Dáil debates

Thursday, 1 May 2014

Housing Provision: Motion (Resumed) [Private Members]

 

12:40 pm

Photo of Sandra McLellanSandra McLellan (Cork East, Sinn Fein) | Oireachtas source

We all agree the country is facing a housing and homelessness crisis. The number of people sleeping on the streets is growing, the housing lists in all the local authorities are lengthening and the bills for emergency accommodation are spiralling. Our solution is that local authorities need to be adequately funded to become, once again, the primary supplier of social housing. This housing must meet the needs of those languishing on the lists. In my town of Youghal, more than 160 families are on the housing list. In Cobh there are more than 500, and people can wait up to six years in Midleton for a housing offer. I have had cases in which people have waited for up to ten years before any offer of housing was made. Three generations of one family live in overcrowded conditions and this in itself brings added problems of stress and strain to a difficult situation.
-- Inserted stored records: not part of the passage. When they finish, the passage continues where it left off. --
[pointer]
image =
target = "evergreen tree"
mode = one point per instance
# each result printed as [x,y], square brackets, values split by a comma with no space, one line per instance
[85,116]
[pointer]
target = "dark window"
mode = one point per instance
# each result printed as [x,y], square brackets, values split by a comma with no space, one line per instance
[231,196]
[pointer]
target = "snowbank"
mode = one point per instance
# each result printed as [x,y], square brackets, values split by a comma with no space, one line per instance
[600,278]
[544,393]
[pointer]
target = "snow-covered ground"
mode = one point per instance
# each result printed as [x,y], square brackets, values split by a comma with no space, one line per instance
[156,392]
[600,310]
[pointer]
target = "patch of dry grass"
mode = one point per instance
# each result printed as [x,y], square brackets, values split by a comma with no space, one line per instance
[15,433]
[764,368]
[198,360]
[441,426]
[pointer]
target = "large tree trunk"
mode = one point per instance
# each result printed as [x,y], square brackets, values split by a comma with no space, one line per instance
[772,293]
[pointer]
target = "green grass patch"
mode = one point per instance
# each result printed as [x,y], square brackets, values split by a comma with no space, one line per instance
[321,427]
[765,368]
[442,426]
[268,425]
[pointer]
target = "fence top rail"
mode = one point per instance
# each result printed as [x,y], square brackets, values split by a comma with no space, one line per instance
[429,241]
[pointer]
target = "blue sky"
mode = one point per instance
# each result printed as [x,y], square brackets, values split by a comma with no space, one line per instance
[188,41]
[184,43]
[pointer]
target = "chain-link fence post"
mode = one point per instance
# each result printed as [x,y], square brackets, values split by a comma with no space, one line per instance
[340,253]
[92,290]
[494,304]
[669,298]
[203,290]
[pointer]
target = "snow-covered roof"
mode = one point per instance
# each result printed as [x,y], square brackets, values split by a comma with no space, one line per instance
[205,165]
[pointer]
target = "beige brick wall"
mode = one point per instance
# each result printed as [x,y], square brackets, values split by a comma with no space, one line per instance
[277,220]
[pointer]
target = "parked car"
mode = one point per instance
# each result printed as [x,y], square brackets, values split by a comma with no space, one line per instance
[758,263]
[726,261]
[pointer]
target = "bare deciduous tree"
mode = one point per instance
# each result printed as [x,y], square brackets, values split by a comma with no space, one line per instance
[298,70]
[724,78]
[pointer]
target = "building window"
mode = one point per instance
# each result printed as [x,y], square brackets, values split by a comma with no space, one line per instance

The Government's recent announcement of €15 million for housing is little more than a drop in the ocean. It was more an insult than a solution. I take this opportunity to raise the particular issue of family break-up. When one partner must leave the family home in line with a court order he or she is homeless. Unfortunately, local authorities refuse to allow these people onto their housing lists. After a break-up, a partner has nowhere to live but still will not be accepted onto a housing list as there is a financial stake in the family home. Is it possible to reach an arrangement whereby once the family home is sold a financial contribution can be made to the local authority, similar to the financial contribution scheme for senior citizen accommodation? Will the Minister of State address this issue directly?

Sinn Féin proposes to tackle the housing crisis head-on. We have identified €1 billion of unused money in Ireland's strategic investment fund. Current cost projections from the Department of the Environment, Community and Local Government state that the average cost of building a new social housing unit is €151,477 and the cost of renovating an unused social housing unit is approximately €15,756. Using the money we have identified, the Government could provide an additional 7,450 homes on top of current targets. If initiated now we could be on track to deliver a minimum of 12,450 new social housing units before next summer. Using €985 million from the strategic investment fund, 6,500 homes could be built, each costing approximately €151,477.

Sinn Féin is dedicated to offering realistic and achievable solutions to the housing crisis. We are not interested in plucking numbers out of our imagination or accepting the status quowhereby more than 100,000 people are not adequately housed and more and more are homeless or at risk of homelessness.